After countless translations and a celebrated 1988 film version, Milan Kundera‘s novel “The Unbearable Lightness of Being” is finally seeing the light of day in the author’s Czech homeland.
The question is: What took so long?
That depends on whom you ask. Prague literary lions say the famously exacting emigre scribe, who moved to France in the ’70s to escape communist censorship, worried that unless he approved a Czech release, unauthorized copies of the novel would pop up. Indeed, until now, most Czechs, unless they speak English, have only had access to the Oscar-nommed 1988 film.

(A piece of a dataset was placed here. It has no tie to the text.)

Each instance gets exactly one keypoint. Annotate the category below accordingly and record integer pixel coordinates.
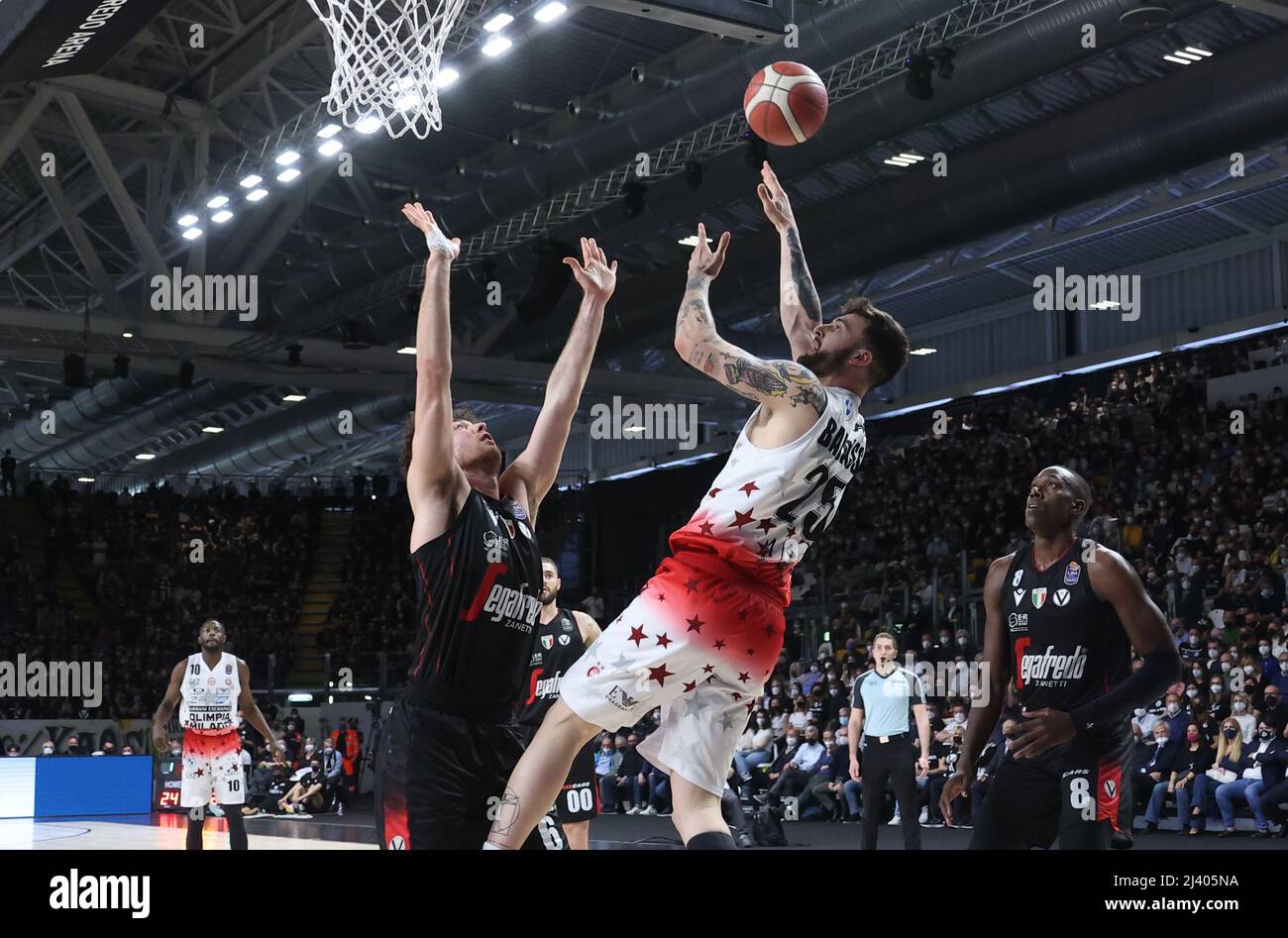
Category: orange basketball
(786, 103)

Although well received in the States, Czech auds are largely unimpressed by the pic, finding its erotic scenes a silly distraction from Kundera’s philosophical meditations on transcendentalism. The author himself swore he’d never allow another adaptation after the Philip Kaufman-helmed pic came out.
For his part, Kundera writes in the book’s preface that he’d refused to authorize a translation until now because he wanted a “definitive” edition of his tale of lovers amid the collapsing Prague Spring movement of 1968.
But as with many other Czechs who did well abroad while compatriots endured the Soviet-backed regime until 1989, Kundera has stirred a degree of envy.
The “Lightness” release by Brno-based Atlantis has won little ink in the Czech press — although readers have been snapping it up in Prague bookshops.